An approach to a continuous jbake workflow.
I want to write a blog Post and watch the results of baking the static pages immediately within my browser, every time I save the document.
Create a jbake gradle project
Open a terminal and create a new jbake project.
mkdir jbake-continuous-example cd jbake-continuous-example mkdir -p src/jbake cd src/jbake jbake -i -t groovy cd ../..
Create the build.gradle
file with the following content:
buildscript {
repositories {
maven { url "http://dl.bintray.com/calmdev/gradle-plugins" }
mavenLocal()
jcenter()
}
dependencies {
classpath 'me.champeau.gradle:jbake-gradle-plugin:0.2.1'
classpath 'org.akhikhl.gretty:gretty:1.4.0'
}
}
apply plugin: 'me.champeau.jbake'
apply plugin: 'war'
apply plugin: 'org.akhikhl.gretty'
gretty {
httpPort = 8085
contextPath = "/"
extraResourceBases = ["$buildDir/jbake"]
}
jbake{
version = "2.5.0-SNAPSHOT"
asciidoctorjVersion = "1.5.4.1"
configuration['db.store'] = "local" (1)
configuration['db.path']= "build/cache" (2)
configuration['site.host'] = "localhost"
configuration['render.tags'] = true
configuration['site.contextPath'] = "/"
configuration['asciidoctor.attributes'] = [
"imagesdir=/img",
"source-highlighter=prettify"
]
}
1 | The default setting is memory for an in-memory database.

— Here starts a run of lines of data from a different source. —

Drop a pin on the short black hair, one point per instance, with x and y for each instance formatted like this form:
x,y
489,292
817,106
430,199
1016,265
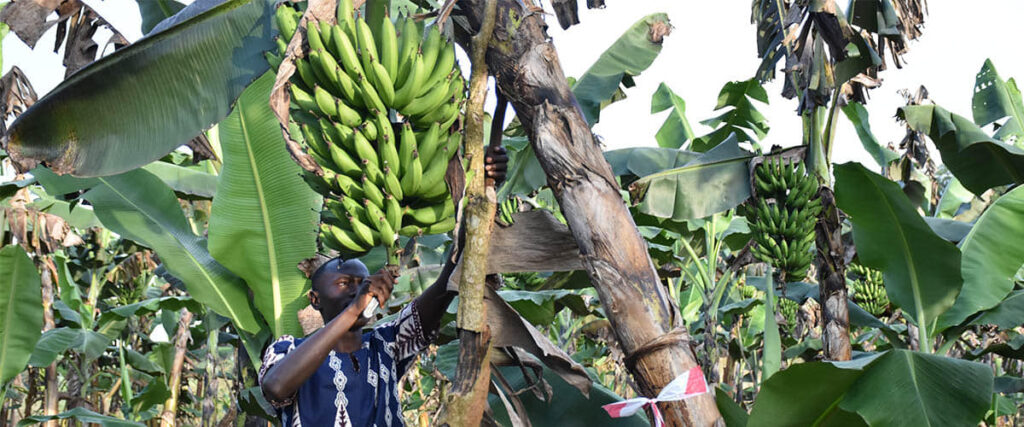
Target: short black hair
x,y
339,265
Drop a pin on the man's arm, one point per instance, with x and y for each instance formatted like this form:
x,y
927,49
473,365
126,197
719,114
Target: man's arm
x,y
433,302
285,378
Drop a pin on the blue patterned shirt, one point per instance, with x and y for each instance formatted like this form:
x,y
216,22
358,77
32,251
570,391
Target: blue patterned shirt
x,y
343,394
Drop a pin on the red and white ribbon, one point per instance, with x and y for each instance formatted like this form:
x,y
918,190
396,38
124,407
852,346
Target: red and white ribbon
x,y
689,384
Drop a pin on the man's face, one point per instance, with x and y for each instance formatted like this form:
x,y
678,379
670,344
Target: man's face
x,y
334,293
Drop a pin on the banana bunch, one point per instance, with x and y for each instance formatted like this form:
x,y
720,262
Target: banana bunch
x,y
868,289
788,308
782,216
376,111
506,209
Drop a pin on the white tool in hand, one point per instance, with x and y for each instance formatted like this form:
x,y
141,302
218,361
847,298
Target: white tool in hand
x,y
371,307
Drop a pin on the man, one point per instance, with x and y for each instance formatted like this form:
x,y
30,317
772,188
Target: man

There is a problem with duplicated Posts in version 2.4.0 using the cached version. Thats the real reason I’m using the snapshot version right now. |
2 | It is maybe not the best idea to store the database directory to the build directory.

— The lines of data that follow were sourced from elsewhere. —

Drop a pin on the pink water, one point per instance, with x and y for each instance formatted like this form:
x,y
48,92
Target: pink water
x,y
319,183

Running gradle clean wipes the build directory and everything is lost.
In my case I want to wipe the cached database clean. clean means clean… |
That’s it. A simplified gradle based jbake project, which adds a jettyRun
task to serve the output of the bake
task.
Bake it
To bake your site run
gradle bake
Serve it
To serve the baked content run
gradle jettyRun
The task starts a jetty server on localhost at the configured Port (8085).

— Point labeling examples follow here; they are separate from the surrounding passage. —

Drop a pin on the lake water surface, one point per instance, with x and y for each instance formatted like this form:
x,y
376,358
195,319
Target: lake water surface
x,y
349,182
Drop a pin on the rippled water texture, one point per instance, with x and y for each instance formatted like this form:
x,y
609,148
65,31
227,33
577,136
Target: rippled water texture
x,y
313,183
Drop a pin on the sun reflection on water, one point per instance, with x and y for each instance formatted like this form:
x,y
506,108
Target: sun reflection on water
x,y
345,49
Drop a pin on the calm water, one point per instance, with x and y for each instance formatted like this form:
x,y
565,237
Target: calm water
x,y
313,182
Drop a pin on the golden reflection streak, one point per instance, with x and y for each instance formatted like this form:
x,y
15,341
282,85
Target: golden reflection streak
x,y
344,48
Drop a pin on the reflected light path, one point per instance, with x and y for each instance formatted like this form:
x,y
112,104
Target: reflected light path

:prepareInplaceWebAppFolder UP-TO-DATE :createInplaceWebAppFolder UP-TO-DATE :compileJava UP-TO-DATE :processResources UP-TO-DATE :classes UP-TO-DATE :prepareInplaceWebAppClasses UP-TO-DATE :prepareInplaceWebApp UP-TO-DATE :jettyRun 17:35:28 INFO Jetty 9.2.10.v20150310 started and listening on port 8085 17:35:28 INFO runs at: 17:35:28 INFO http://localhost:8085/ Press any key to stop the server.
It blocks the terminal until you hit any key, as it’s output tells you.
gradle continuous build feature
Since gradle 2.5 the long awaited feature for continuous build/task execution has arrived.
If you run a tasks with gradle -t <task…>
, gradle watches for changes of the task inputs and executes the task
if one of the inputs did so.
That is great. Maybe we can use that to bake our static website whenever the file we are editing changes.
jbake continuous
So lets start the bake task as a continous build.
gradle -t bake Starting a new Gradle Daemon for this build (subsequent builds will be faster). Continuous build is an incubating feature. :bake UP-TO-DATE BUILD SUCCESSFUL Total time: 6.152 secs Waiting for changes to input files of tasks... (ctrl-d to exit)
Ok. Thats promising.
I added a new File. Saved it. And…taaataaaaa…the change was recognized and the task got executed again.
Change detected, executing build... :bake BUILD SUCCESSFUL Total time: 5.302 secs Waiting for changes to input files of tasks... (ctrl-d to exit)
It works!!!1!
Amazing. It works. And it wasn’t that hard. Now I can start a jetty server, hack on my blog post, and watch the changes every time I save the document.
Everything I need is
-
a Terminal with two windows
-
one for the jettyRun task
-
one for the continuous jbake task
-
-
a browser
-
an editor
Info
-
jbake gradle plugin Version 0.2.1
I use a version published to a private repository at bintray.